In oktober 1568 was hij terug in Lissabon en in mei 1569 ging hij naar Rome om verslag uit te brengen aan paus Pius V en Franciscus Borgia. In zijn eindrapport vroeg Inácio de Azevedo om meer mensen naar de missies te sturen en Borgia gaf hem naar behoren ruime bevoegdheden om nieuwe elementen te werven voor de jezuïeten in Brazilië. Vervolgens, na enkele maanden van intensieve voorbereidingen, waaronder verschillende ontmoetingen met koning Sebastiaan van Portugal, vertrokken Azevedo en zijn metgezellen op 5 juni 1570 eindelijk vanuit Portugal naar Brazilië op het koopvaardijschip Santiago, terwijl een andere groep van meer dan 20 metgezellen aan boord ging van de militaire vloot van de pas benoemde gouverneur-generaal van Brazilië.

Tijdens de reis naar Brazilië, op 15 juli 1570, werd de Santiago tijdens het zeilen in de buurt van de Canarische Eilanden aangevallen en veroverd door een vloot onder leiding van de Franse hugenoot Jacques de Sores bij de vuurtoren van Fuencaliente. Na de verovering van de Santiago spaarden de aanvallers het leven van enkele bemanningsleden, maar Azevedo en zijn 39 metgezellen werden afgeslacht en hun lichamen werden in de oceaan gegooid.

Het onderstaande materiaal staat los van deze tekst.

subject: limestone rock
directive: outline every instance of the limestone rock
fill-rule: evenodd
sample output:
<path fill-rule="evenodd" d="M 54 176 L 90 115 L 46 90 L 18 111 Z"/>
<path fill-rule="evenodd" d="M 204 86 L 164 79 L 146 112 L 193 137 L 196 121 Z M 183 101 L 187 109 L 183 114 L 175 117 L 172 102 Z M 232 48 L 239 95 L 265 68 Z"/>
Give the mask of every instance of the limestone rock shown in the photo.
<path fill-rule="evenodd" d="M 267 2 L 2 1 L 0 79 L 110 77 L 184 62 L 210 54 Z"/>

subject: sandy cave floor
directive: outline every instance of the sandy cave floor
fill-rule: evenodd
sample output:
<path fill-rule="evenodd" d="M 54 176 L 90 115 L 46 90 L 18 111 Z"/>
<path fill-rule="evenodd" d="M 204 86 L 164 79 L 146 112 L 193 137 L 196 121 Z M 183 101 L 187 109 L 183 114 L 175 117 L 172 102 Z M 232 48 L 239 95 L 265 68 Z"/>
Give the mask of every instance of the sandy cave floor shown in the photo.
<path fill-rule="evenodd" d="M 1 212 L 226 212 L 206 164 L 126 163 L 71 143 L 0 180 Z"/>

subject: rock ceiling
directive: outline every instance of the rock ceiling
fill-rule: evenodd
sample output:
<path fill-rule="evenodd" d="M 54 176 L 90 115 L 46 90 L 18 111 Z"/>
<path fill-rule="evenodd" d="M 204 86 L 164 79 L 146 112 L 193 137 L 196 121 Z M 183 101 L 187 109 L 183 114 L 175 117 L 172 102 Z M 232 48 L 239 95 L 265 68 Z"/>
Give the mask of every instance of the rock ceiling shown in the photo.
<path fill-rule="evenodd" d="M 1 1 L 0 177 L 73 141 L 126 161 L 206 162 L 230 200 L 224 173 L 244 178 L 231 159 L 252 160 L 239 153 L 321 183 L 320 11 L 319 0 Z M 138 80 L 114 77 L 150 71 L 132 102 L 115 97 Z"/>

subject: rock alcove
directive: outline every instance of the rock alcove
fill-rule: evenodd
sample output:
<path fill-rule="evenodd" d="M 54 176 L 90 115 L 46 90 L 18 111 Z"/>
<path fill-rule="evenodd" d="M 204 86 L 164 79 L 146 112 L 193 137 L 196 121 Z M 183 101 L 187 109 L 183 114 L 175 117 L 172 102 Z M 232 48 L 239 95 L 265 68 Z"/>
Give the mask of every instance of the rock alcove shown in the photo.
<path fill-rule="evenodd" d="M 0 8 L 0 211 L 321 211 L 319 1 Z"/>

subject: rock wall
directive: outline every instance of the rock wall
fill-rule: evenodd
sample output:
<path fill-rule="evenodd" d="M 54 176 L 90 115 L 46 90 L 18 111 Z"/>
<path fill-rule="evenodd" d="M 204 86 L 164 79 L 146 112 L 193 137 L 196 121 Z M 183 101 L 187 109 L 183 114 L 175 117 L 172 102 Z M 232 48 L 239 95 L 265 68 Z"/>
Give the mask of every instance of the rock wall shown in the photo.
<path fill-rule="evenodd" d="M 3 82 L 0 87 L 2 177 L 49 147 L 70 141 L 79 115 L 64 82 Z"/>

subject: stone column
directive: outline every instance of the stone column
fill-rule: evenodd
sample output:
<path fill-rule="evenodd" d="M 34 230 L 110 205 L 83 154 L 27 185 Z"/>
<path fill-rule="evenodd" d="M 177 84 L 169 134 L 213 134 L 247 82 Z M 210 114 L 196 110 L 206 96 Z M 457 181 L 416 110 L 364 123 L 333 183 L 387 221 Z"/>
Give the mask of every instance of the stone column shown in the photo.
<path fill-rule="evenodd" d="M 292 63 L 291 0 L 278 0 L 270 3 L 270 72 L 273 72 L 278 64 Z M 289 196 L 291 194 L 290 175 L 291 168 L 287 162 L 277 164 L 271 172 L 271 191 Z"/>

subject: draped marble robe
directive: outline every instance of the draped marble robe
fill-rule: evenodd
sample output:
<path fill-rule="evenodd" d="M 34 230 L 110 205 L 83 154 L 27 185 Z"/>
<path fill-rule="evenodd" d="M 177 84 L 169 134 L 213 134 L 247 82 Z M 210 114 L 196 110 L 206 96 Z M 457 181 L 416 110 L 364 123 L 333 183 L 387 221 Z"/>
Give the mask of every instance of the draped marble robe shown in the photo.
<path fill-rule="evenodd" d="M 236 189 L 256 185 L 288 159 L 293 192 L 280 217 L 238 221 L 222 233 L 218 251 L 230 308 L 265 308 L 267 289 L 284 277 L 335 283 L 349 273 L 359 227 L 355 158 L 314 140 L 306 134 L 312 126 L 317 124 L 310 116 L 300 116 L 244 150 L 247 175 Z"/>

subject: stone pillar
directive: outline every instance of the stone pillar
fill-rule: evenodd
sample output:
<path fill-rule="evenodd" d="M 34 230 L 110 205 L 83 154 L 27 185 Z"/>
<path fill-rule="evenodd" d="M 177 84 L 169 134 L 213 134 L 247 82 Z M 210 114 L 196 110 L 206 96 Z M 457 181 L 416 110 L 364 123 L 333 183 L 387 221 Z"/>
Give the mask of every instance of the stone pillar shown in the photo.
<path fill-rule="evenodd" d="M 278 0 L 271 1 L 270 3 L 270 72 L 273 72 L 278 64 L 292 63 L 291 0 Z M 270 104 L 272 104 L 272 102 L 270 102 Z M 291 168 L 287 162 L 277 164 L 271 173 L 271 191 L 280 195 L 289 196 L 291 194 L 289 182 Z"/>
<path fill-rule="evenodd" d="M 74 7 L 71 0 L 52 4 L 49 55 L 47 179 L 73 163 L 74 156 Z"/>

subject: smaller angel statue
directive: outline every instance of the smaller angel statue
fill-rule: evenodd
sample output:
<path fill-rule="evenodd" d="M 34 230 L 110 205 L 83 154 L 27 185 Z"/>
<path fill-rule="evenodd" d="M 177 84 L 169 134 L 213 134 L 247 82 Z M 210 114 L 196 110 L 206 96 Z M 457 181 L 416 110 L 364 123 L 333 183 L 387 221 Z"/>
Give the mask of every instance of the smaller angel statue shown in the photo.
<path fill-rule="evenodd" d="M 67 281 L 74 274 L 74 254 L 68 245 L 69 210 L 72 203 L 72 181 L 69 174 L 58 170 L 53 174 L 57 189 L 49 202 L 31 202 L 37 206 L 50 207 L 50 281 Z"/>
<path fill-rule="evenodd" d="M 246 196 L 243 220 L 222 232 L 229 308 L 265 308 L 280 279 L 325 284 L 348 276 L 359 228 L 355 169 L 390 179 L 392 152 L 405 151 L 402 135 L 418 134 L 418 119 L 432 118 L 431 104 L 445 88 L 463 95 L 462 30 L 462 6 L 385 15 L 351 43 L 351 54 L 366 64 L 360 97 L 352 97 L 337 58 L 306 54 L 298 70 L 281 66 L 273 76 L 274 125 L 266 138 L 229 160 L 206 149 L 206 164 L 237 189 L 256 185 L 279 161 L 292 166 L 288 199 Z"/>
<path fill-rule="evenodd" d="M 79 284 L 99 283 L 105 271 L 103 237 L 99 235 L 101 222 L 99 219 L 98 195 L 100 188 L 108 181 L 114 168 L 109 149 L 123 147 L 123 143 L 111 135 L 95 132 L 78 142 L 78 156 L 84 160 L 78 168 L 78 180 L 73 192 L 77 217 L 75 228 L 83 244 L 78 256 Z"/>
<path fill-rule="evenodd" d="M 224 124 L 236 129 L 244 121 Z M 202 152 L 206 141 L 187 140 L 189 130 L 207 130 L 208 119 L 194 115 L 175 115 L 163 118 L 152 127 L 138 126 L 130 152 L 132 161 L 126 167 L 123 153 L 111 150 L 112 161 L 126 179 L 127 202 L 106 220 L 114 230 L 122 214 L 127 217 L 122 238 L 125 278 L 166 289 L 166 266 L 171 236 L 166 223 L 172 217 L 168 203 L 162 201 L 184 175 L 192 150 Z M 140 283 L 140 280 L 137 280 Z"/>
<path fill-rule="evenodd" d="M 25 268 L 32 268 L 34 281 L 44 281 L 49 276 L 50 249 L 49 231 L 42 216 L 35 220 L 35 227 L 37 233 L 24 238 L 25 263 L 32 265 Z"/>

De dood van Inácio de Azevedo en zijn 39 metgezellen op hun reis naar Brazilië door toedoen van calvinistische kapers was het grootste collectieve martelaarschap van missionarissen van de moderne tijd en had grote gevolgen in het Europa van die tijd, dat verscheurd werd door godsdienstoorlogen en met een katholieke kerk die sterk gericht was op de ontwikkeling van haar missies in Amerika, Azië en Afrika. Al in 1571, op 7 juli, eerde paus Pius V de veertig missionarissen, verwijzend naar hun “vrijwillig martelaarschap” in de brief Dum Indefese. Volgens de overlevering bad Franciscus Borgia dagelijks tot de veertig martelaren. Zo begon de cultus die zou leiden tot hun zaligverklaring door paus Pius IX op 11 mei 1854.